In a closely watched estate case, an appeals court has outlined the mistakes made by the family of a deceased Texas millionaire, providing estate planners with sharp guidelines on how to use family limited partnerships.
Family limited partnerships are often used to reduce taxes on inheritances and gifts. In this case, the family of Albert Strangi made errors that caused the U.S. Tax Court to determine that Strangi's assets should have been subject to the estate tax, the New York Times reported.
Family partnerships give parents the ability to transfer real estate and securities to their children at a lower rate than the estate tax. A portion of assets in an family limited partnership, usually from 17 percent to 55 percent, is untaxable.
When Strangi died in 1994, the Internal Revenue Service said his four children owed taxes on the entire $11 million in the family partnership, but the children argued that they owed taxes on $6.6 million.
Estate planners told the Times that family partnerships must have a business purpose other than avoiding taxes, such as limiting liabilities. Parents should not put all of their assets in the partnership because recent court opinions have shown that if the parents take payouts, estate taxes will kick in. Strangi had put 98 percent of his assets into the partnership and used assets from the partnership after it was formed.
According to Inc. magazine, many family partnerships contain assets that are not business-related, including vacation homes, personal stock, and even cash.
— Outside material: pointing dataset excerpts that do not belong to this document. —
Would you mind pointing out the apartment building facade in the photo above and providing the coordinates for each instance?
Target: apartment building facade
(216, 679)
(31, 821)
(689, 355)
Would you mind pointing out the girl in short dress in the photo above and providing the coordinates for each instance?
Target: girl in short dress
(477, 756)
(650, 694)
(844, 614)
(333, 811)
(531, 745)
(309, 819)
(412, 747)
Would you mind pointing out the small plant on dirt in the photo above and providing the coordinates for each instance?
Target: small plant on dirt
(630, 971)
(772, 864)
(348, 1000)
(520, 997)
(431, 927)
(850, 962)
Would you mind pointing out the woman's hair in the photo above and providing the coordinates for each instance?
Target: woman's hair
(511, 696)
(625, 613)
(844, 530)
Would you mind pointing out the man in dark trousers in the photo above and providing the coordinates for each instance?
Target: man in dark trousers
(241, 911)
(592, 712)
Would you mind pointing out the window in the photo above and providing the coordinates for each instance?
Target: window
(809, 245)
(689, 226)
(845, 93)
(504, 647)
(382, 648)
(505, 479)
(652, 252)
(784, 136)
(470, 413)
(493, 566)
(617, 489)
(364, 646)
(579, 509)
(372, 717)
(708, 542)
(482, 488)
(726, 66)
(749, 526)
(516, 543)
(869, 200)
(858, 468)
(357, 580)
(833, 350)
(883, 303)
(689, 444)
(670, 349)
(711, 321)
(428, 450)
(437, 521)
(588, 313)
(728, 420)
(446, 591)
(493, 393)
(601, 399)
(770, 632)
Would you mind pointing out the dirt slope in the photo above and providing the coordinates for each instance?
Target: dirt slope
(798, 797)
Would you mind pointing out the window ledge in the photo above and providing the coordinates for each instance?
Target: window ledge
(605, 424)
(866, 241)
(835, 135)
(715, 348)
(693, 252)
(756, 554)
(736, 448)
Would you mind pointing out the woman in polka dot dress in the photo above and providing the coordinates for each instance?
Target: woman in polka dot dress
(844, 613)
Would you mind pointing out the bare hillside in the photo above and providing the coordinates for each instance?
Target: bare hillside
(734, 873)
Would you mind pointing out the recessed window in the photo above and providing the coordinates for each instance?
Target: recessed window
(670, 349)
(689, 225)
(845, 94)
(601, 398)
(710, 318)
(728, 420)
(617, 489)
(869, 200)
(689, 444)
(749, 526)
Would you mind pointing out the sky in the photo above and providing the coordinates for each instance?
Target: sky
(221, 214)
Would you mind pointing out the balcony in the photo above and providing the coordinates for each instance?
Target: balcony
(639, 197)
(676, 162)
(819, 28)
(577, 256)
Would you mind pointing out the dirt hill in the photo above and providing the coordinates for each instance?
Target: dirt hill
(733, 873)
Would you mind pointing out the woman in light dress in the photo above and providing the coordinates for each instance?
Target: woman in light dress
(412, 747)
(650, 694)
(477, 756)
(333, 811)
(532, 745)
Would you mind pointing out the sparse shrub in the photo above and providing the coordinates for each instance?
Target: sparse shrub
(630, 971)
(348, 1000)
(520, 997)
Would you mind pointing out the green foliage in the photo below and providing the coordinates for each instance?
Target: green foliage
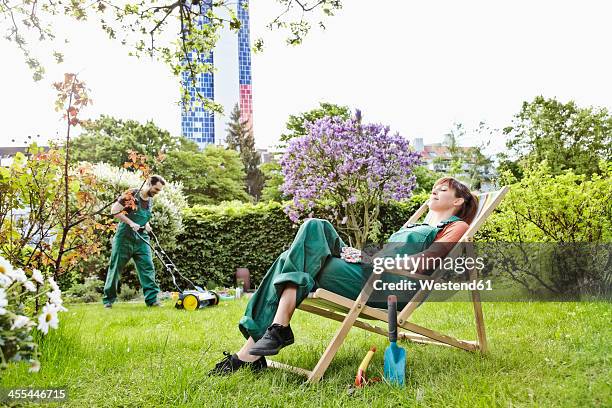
(108, 140)
(240, 138)
(90, 291)
(296, 125)
(425, 179)
(274, 179)
(571, 211)
(544, 207)
(219, 239)
(564, 134)
(214, 175)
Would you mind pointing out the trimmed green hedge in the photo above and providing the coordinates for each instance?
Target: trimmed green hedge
(219, 239)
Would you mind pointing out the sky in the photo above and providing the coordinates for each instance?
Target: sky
(418, 67)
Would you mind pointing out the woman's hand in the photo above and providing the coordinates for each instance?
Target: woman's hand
(351, 255)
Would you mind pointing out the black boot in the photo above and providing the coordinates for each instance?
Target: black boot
(275, 338)
(231, 363)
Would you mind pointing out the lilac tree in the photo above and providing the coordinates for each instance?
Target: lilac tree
(350, 168)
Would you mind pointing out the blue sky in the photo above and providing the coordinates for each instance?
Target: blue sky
(416, 66)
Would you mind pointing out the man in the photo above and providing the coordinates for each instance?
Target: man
(134, 211)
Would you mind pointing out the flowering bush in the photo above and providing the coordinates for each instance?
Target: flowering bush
(351, 168)
(17, 296)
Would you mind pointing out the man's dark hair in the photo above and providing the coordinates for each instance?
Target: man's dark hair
(153, 180)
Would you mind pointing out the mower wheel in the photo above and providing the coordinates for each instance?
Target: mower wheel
(190, 302)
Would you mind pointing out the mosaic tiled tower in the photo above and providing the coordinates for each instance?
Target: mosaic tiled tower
(229, 85)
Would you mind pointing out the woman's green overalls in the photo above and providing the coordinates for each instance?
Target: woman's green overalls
(127, 245)
(313, 261)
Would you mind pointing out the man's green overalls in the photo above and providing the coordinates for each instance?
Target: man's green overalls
(127, 245)
(313, 261)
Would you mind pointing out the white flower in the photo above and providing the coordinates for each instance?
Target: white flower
(53, 284)
(29, 286)
(20, 321)
(18, 275)
(3, 301)
(48, 318)
(5, 266)
(37, 276)
(5, 280)
(35, 367)
(5, 270)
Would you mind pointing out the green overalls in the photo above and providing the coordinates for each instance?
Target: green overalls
(127, 245)
(313, 261)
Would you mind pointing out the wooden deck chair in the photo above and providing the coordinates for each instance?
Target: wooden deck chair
(351, 312)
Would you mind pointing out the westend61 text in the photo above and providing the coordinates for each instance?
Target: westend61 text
(414, 263)
(431, 285)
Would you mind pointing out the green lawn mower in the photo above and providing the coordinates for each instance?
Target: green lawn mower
(191, 299)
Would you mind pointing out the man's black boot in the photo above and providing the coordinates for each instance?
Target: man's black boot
(232, 363)
(275, 338)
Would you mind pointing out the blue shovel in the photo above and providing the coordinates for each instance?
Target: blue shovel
(395, 356)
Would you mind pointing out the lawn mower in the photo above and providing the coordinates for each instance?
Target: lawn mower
(190, 299)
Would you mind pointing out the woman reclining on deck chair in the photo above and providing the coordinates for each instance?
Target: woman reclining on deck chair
(314, 260)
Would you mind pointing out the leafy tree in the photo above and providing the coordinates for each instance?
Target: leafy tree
(351, 167)
(240, 138)
(425, 179)
(565, 135)
(550, 232)
(142, 25)
(108, 140)
(208, 177)
(274, 179)
(296, 125)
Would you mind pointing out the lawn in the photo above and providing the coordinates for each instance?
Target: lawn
(541, 354)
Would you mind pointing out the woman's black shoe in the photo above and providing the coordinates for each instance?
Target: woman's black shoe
(231, 363)
(275, 338)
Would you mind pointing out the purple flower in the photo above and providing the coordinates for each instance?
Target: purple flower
(346, 161)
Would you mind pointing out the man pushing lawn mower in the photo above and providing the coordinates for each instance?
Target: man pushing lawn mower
(133, 210)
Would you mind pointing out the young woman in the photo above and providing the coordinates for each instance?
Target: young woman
(315, 260)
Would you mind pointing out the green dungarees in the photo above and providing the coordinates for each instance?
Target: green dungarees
(313, 261)
(127, 245)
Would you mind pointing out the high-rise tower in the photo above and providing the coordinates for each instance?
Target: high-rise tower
(230, 84)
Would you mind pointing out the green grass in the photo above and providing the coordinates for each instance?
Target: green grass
(541, 354)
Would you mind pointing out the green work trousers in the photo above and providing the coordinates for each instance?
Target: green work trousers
(312, 261)
(126, 246)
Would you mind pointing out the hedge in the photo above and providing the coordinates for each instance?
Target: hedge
(218, 239)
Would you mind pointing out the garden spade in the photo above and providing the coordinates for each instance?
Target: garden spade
(395, 356)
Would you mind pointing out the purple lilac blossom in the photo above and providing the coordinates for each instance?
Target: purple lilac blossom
(347, 162)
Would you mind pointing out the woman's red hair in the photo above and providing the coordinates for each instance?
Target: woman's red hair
(468, 210)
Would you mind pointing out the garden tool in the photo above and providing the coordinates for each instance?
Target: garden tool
(191, 299)
(395, 356)
(360, 378)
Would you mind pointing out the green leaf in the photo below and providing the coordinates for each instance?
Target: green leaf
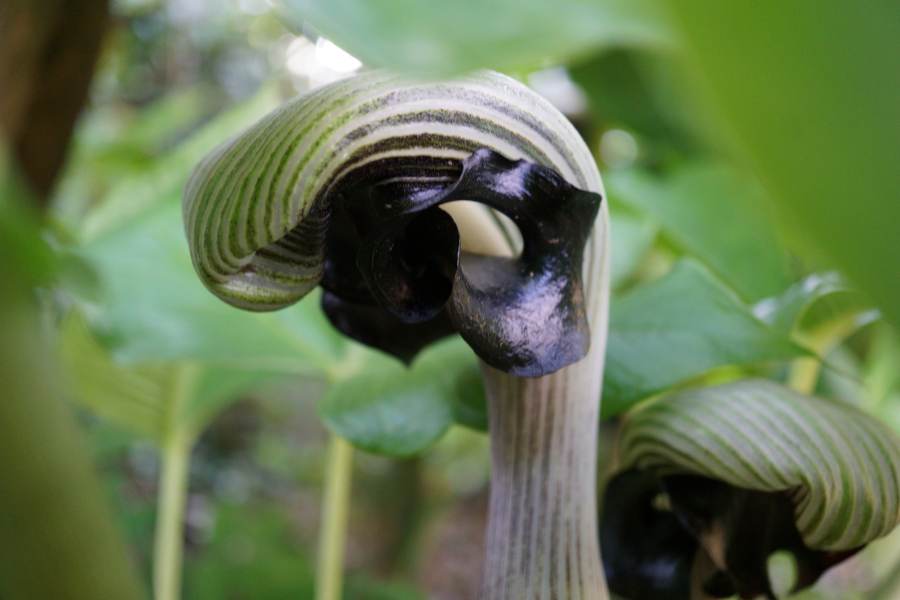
(679, 327)
(811, 91)
(388, 408)
(713, 212)
(156, 309)
(154, 400)
(838, 465)
(437, 39)
(785, 311)
(631, 236)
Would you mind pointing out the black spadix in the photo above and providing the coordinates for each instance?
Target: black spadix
(664, 536)
(395, 277)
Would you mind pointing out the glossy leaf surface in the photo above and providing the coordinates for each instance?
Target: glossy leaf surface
(390, 409)
(679, 327)
(715, 213)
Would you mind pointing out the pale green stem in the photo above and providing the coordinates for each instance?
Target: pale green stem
(335, 513)
(169, 542)
(173, 485)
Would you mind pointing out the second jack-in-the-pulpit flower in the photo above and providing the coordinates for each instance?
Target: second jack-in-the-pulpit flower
(715, 480)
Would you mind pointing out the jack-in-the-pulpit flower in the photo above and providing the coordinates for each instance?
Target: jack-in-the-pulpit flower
(343, 187)
(716, 479)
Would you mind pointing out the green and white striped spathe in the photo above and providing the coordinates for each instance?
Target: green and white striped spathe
(839, 466)
(255, 209)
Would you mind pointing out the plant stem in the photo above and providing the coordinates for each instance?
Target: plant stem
(335, 513)
(542, 538)
(169, 541)
(176, 454)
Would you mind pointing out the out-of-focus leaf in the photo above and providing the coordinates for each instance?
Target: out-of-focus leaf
(648, 93)
(132, 196)
(631, 236)
(150, 400)
(156, 309)
(434, 39)
(679, 327)
(784, 312)
(57, 538)
(713, 212)
(811, 90)
(388, 408)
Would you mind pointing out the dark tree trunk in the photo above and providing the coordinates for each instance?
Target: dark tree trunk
(48, 49)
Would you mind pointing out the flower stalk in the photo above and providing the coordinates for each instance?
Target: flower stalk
(542, 516)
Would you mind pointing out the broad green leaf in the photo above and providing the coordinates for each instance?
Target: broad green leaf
(392, 409)
(784, 312)
(679, 327)
(153, 400)
(434, 39)
(156, 309)
(647, 92)
(811, 90)
(713, 212)
(839, 466)
(631, 236)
The IRS is looking closely.
"What I always tell clients is, You really need to understand that whoever is doing the planning is likely to be audited," said Stefan F. Tucker, a partner at the Venable law firm in Washington. "It just has to be carefully done."
Edward J. McCaffery, a tax professor at the University of Southern California Law School and a lawyer specializing in estate planning, told the Times, "Memo to rich families: You can do it but do it the right way."